30 ene. 2013

Abrazada al tiempo.

Hay días en los que te da por recordar, sin más. Tu cabeza llega a un punto de masoquismo en el que da igual si pensar en el pasado es algo positivo o si, por el contrario, va arruinarte lo que viene ahora.
Quizás lo importante no sea clasificar los pensamientos como buenos o como malos. Quizás lo importante sea que lo has vivido, y que en la mayoría de imágenes que te llegan sales sonriendo. 

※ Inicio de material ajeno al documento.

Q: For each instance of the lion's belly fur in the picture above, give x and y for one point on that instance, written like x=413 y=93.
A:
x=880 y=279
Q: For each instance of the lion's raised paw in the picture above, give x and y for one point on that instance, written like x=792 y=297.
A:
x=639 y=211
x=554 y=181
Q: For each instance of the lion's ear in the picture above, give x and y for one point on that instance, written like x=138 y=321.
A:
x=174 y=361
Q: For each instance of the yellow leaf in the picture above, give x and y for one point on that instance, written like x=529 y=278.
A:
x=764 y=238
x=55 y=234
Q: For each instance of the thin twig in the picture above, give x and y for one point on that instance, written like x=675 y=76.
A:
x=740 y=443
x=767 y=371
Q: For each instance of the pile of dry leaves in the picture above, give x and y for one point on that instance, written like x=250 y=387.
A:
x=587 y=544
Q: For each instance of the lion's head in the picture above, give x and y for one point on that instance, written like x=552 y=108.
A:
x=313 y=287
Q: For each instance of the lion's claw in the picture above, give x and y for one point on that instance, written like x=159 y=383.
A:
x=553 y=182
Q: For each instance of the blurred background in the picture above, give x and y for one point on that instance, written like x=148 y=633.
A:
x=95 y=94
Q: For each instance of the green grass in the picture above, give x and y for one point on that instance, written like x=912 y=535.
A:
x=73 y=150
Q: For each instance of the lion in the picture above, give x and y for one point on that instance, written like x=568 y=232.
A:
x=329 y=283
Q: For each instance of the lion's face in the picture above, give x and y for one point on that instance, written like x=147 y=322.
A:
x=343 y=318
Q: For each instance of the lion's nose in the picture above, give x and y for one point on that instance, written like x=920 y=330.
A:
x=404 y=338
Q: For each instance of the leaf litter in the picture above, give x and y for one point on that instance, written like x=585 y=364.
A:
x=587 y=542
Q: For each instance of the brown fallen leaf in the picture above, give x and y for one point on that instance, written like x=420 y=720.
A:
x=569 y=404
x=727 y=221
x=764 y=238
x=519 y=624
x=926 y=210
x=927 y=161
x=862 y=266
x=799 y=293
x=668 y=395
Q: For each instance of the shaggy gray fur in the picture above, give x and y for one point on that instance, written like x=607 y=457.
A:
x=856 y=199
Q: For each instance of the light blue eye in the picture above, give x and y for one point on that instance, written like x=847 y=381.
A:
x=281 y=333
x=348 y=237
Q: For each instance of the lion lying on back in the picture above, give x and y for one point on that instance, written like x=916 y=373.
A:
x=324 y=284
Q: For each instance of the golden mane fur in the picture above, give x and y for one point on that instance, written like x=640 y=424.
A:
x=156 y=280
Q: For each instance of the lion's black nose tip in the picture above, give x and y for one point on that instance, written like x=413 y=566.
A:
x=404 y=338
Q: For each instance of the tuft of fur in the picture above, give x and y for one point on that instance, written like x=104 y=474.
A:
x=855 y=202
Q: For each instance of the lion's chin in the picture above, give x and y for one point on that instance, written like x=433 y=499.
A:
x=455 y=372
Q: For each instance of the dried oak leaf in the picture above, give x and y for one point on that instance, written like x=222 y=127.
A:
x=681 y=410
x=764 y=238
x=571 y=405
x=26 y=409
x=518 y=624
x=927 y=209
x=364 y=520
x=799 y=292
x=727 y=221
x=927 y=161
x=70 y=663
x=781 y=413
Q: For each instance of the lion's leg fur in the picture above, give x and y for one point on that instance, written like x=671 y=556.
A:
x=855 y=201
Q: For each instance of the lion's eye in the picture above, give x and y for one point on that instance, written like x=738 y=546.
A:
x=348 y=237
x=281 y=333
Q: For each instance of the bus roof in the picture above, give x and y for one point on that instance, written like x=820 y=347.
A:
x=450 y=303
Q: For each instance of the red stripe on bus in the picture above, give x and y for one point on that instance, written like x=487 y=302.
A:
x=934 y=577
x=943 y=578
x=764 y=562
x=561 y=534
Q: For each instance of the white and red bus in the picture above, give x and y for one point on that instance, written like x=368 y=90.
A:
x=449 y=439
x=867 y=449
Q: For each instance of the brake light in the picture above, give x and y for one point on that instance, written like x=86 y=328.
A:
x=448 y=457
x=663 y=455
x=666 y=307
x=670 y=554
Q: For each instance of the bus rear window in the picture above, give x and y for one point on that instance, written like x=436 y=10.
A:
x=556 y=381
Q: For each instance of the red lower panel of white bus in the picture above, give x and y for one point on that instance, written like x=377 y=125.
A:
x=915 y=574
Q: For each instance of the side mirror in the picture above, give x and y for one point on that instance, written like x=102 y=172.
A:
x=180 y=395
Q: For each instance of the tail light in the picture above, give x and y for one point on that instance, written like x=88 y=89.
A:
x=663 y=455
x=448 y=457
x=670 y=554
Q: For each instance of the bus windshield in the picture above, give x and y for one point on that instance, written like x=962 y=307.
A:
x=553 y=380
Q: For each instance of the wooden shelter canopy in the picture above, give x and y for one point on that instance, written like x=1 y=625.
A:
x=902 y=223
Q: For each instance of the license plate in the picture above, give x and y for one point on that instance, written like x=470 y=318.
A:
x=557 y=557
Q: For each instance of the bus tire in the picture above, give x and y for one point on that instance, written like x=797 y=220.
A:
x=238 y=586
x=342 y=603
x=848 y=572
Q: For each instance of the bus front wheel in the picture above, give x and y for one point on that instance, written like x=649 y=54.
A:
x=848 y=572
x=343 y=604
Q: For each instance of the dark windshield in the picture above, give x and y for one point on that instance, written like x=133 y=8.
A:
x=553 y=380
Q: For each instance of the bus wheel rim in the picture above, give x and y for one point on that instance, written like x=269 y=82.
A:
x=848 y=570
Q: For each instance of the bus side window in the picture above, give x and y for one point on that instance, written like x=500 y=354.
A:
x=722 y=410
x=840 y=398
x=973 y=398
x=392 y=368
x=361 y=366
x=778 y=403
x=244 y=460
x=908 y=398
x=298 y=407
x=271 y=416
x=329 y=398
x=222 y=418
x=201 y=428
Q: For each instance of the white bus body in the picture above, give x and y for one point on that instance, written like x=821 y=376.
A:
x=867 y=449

¿Para qué arrepentirse de algo? ¿Acaso han inventado ya una máquina en la que puedas volver atrás en el tiempo para cambiarlo? Entonces está claro: da igual el pasado. Lo importante es seguir escribiendo tu historia, y que te ayuden a hacerlo aquellas personas que sabes que son de verdad, que te lo han demostrado, haga toda una vida que la conoces, o haga dos semanas y te haya demostrado más que muchas otras. 
¿Y si no consigues ser positivo? Da igual, la cuestión es intentarlo. Yo aun no lo he logrado.
Pero dicen que si te duelen los recuerdos, siempre puedes curarlos con ginebra ¿no?
Pues adelante, vamos a emborracharnos hasta olvidar, o hasta que no duela, o hasta engañarnos.